Nous disposons dans le Ed Etra… d’une copie manuscrite, à notre connaissance unique, du passage audacieux dont nous parlons, positivement attribué à Fontenelle et placé sous un titre indépendant imité, peut-être, de La Mothe le Vayer (cf. Cinq dialogues…, éd. Mons, 1671, V : « De la diversité des religions ») : se peut-il qu’il ait circulé d’autres copies de ce texte ? Cela n’aurait rien de surprenant. Le ton de conviction relativiste qui anime le propos, les audaces de sa psychologie religieuse et plusieurs autres malices qu’on y devine, tranchent si nettement avec le reste du discours de “Brunel”, et font à ce point unité au sein de ce discours, qu’on pourrait supposer qu’il a été confectionné à cette fin, c’est-à-dire pour circuler en toute indépendance de sa gangue apologétique ; si du moins il ne l’a pas été immédiatement, au départ des mains de Fontenelle, on reconnaîtra qu’il constituait a priori une belle “provocation à la clandestinité” — à laquelle a répondu au moins l’auteur de la copie du Ed Etra… Cette copie, justement, comporte plusieurs variantes significatives, tant dans le contenu que dans la présentation (retraits d’alinéa), et quelques fautes de lecture, qui portent à croire que nous n’avons pas affaire à un original extrait directement de l’imprimé. Nous ne pouvons cependant absolument le garantir.

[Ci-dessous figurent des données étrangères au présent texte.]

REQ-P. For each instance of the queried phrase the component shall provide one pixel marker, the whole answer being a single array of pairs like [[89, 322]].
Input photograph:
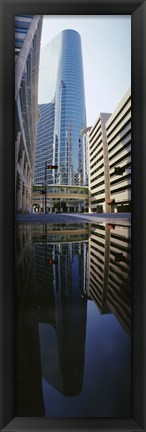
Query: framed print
[[50, 379]]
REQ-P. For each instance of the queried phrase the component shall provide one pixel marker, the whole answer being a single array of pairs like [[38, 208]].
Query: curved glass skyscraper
[[62, 111]]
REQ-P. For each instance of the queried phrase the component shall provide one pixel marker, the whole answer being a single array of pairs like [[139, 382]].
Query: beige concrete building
[[118, 131], [27, 49], [99, 186]]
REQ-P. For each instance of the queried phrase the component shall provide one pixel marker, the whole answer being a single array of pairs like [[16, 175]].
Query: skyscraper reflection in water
[[71, 279]]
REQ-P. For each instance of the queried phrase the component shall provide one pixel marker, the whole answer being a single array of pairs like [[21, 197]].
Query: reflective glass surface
[[73, 326]]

Il est probable en tout cas que l’attribution à Fontenelle est tardive, postérieure à la divulgation de l’information susmentionnée au sujet de Brunel (Trublet a attendu la mort du philosophe pour l’ébruiter et La Motte, mort en 1731, n’a pas dû se montrer plus indiscret), et il est en revanche certain que notre copie, incluse dans un recueil tardif (composé après 1771)(9) est elle-même tardive (cf. les formes voltairiennes en “ai”). Signalons par ailleurs que c’est au discours imprimé signé Brunel que renvoie le scripteur de De l’Examen de la religion dans le ms. 2557 de l’Arsenal (f° 75 : « Voyez un discours de Mr Brunet [sic] dans les discours de l’accademie, 1695, p. 10 »), et non pas à une version manuscrite.

La copie du Ed Etra… ne semble pas être de la main de Jamet le jeune, que nous croyons en revanche reconnaître dans le recueil jamétien (il provient selon toute vraisemblance d’un parent) de Diversités curieuses (1753) conservé à la bibliothèque de Carpentras(10). Serait-elle plutôt de la main de son frère Pierre-Charles, de réputation encore plus franchement libertine ? Il faudrait comparer avec des documents authentifiés de sa main — conservés par exemple dans les Archives de la Bastille. Observons toutefois que l’on trouve dans Ed Etra des extraits de ses Essais métaphysiques qui sont de la même écriture que De la Diversité. La Lettre sur l’âme de Voltaire, dont nous avons ici un specimen rare, est encore de cette même écriture, ainsi qu’une partie des Nouvelles libertés de penser(11). L’intérêt évident des frères Jamet pour la littérature clandestine ne nous semble pas avoir été étudié et nous ne pouvons que l’appeler de nos voeux.